Tortu non vuole fermarsi «Destinazione Berlino»

Lo sprinter sardo-lombardo parla dopo lo strabiliante 10”03 di Savona nei 100 «Per ora ho solo abbassato il mio personale, voglio essere al top agli Europei»

SASSARI. Una nottata di sonno sereno e profondo, nel letto di casa, i muscoli che reagiscono come una giornata qualsiasi, il cellulare bollente che spara a raffica notifiche di chiamate, messaggi whatsapp, sms. «Quasi tutti dalla Sardegna. Parenti, amici, conoscenti. Mi fa davvero molto piacere. Lo dico sempre: la Sardegna è dentro di me».
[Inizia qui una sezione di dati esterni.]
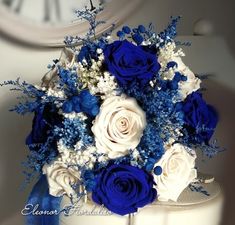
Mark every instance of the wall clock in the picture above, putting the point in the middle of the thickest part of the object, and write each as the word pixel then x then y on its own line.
pixel 47 22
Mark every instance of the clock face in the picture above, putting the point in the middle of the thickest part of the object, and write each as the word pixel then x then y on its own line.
pixel 47 22
pixel 47 12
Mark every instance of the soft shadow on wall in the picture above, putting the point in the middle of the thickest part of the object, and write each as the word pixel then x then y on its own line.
pixel 223 99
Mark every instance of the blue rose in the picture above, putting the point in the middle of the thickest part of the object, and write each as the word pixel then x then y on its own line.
pixel 130 63
pixel 123 189
pixel 44 120
pixel 200 118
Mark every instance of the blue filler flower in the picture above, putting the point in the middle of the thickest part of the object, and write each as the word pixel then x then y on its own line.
pixel 200 118
pixel 123 189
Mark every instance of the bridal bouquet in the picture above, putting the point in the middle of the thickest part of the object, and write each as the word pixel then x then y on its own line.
pixel 118 119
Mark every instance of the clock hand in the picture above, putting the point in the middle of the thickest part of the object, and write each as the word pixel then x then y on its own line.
pixel 7 2
pixel 49 8
pixel 19 5
pixel 58 12
pixel 92 6
pixel 47 11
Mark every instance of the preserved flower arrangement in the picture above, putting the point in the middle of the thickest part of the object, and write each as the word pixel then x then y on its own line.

Quello di Filippo Tortu è un dolce risveglio: il 10”03 fatto segnare mercoledì pomeriggio nei 100 metri piani al Meeting di Savona è un tempo che fa la storia dell’atletica italiana, ma la storia di questo diciannovenne, nato e cresciuto alle porte di Milano da padre tempiese e madre brianzola, è ancora tutta da scrivere.

Filippo, il record italiano di Mennea è ormai a un soffio.

«Sì, lo so, ma io l’altro giorno a Savona ho soltanto migliorato il mio personale. È un buon risultato, ma non posso assolutamente considerarlo un punto di arrivo».

Ci mancherebbe, visto che compirà vent’anni solo il mese prossimo. E allora come possiamo considerare questa prestazione?

«Come qualcosa di buono, molto buono. Onestamente non mi aspettavo di fare così bene, durante tutto l’inverno ho lavorato bene ma siamo soltanto all’inizio della stagione ed ero convinto, nel caso in cui avessi fatto una gara perfetta, di scendere a 10”08».

Invece è arrivato il “tempone”. Sa che se in finale ci fosse stato lo stesso vento trovato in batteria (+2.0) con tutta probabilità oggi parleremmo di un italiano sotto i 10”?

«Meglio non pensarci. Sono estremamente soddisfatto della mia gara, la batteria è andata bene nonostante un piccolo errore e questo mi ha convinto ad andare in pista anche per la finale con la testa giusta. Mi sono sentito la gamba giusta e non ho commesso errori. Ma posso ancora migliorare».

Stiamo parlando ormai di centesimi di secondo. Come si fa a migliorare ancora?

«Si migliora con il lavoro quotidiano. In questo momento mi sento bene ma non sono ancora al top della condizione, dato che in questi mesi abbiamo lavorato pensando soprattutto agli Europei di Berlino, che sono ad agosto. Sul tipo di corsa direi che ci siamo, ma dovrei riuscire a crescere ancora a livello di condizione. Ecco, direi che questo risultato mi fa venire ancora più voglia di allenarmi».

Questa serenità nel rapportarsi con un risultato strepitoso fa parte del suo carattere o è figlia del lavoro a livello mentale fatto da suo padre, nonché allenatore, Salvino?

«Entrambe le cose. Di sicuro lui mi tiene molto a freno, mi aiuta a concentrarmi al massimo sul lavoro settimanale e poi in gara mi chiede solo di correre, di andare veloce. E poi non possiamo davvero pensare di tirare le somme per una gara che in fondo era solo la seconda uscita stagionale».

Cosa le ha detto a Savona tra la batteria e la finale?

«Le stesse cose di sempre. Stavolta ha aggiunto anche una bella parolaccia, per stemperare la tensione...».

La rivalità con Marcell Jacobs può diventare una “bomba” per l’atletica azzurra.

«Sì, ma non si tratta affatto di rivalità. Siamo amici, ci rispettiamo, vogliamo superarci l’un l’altro e questo dualismo fa molto bene innanzitutto a noi due. Perché avere un confronto rappresenta uno stimolo importante per migliorare, per non mollare mai la presa. E può certamente far bene all’atletica. Però vi assicuro che ognuno pensa per sé, non siamo affatto concentrati su questa sfida tra noi».

Nel frattempo giovedì prossimo c’è il Golden Gala. L’anno scorso fece un figurone.

«È una gara importante, una tappa importante della mia stagione. Non vedo l’ora di correre, in questo momento sono proiettato su questo appuntamento».

Poi ci sarà Berlino...

«Una cosa per volta. Ora sono concentrato sul Golden Gala. E prima di Berlino devo dare un’esame all’università».

A proposito, come va lo studio alla Luiss?

«Bene, benissimo. Staccare dall’atletica e concentrarmi su qualcos’altro è importantissimo. Ora
sto preparando gli esami di Informatica e Storia dell’economia».

Quando viene in Sardegna?

«Sino a fine agosto sarà dura. Ma intanto chiamate e messaggi non mancano. So che c’è tanta gente che mi sostiene e mi fa davvero piacere».